Based on the foregoing the Court concludes that: (1) the Trucks do not fit
within the statutory definitions of “inventory” or “equipment,” and therefore the
Security Agreements’ inclusion of these general terms does not adequately describe
the Trucks as collateral; and (2) the evidence presented at trial cast doubt on
whether the debtor or the lender considered the Trucks to be collateral as described
in the Security Agreements. Therefore the Court concludes that this element has
not been proven by Comerica by a preponderance of the evidence.
2.
Did Comerica Give Value for its Rights?
The evidence established that Comerica gave value to Livernois, by lending
money to Livernois and related entities (Light Test., Tr., Dec. 18, 2013, at 10, 14-16;
D’s Trial Ex. 204). As suggested by the discussion above, however, there is some
doubt as to whether the value given by Comerica was intended to be secured by any
of the work on the VDC project. In fact, Comerica explicitly told Ms. Wallis that
Comerica did not and would not consider the VDC project as part of Livernois’
15
borrowing base (Wallis Test., Tr., Dec. 18, 2013, at 147:18-148:14), and specifically
declined to loan Livernois any additional funds based on this “foreign receivable.”
Neither party disputes the fact that Comerica “gave value” when it loaned funds to
Livernois and its related entities. The parties did not extensively brief or argue the
question whether Comerica’s unwillingness to lend to Livernois based on the VDC
project undermines Comerica’s position that when it “gave value,” it did so in
exchange for a security interest in the VDC Trucks. Because the Court finds that
Comerica’s security interest fails on other grounds – the Court declines to opine on
whether Comerica meets this factor.
3.
Does Livernois Have Rights in the Trucks?

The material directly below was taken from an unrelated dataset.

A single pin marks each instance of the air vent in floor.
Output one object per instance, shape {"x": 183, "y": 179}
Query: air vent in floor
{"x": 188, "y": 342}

The third element that must be proven in order to establish a security
interest is that the debtor had “rights in the collateral.” The evidence presented at
trial did not establish by a preponderance that Livernois had sufficient “rights in
the Trucks” to permit a security interest to attach.
Comment 6 to Michigan Compiled Laws § 440.9203 recognizes that “[a]
debtor’s limited rights in collateral, short of full ownership, are sufficient for a
security interest to attach. However, in accordance with basic personal property
conveyancing principles, the baseline rule is that a security interest attaches only to
whatever rights a debtor may have, broad or limited as those rights may be”
(emphasis added). A security interest does not attach to a particular asset; rather,
it attaches to the debtor’s rights in a particular asset. See First National Bank of
16
Philip v. Temple, 642 N.W.2d 197, 204 (S.D. 2002). The Court must then determine
what rights Livernois had in the Trucks.
The primary cases relied on by Comerica arise in the manufacturing context,
where the question is whether a manufacturer who has received (but does not own)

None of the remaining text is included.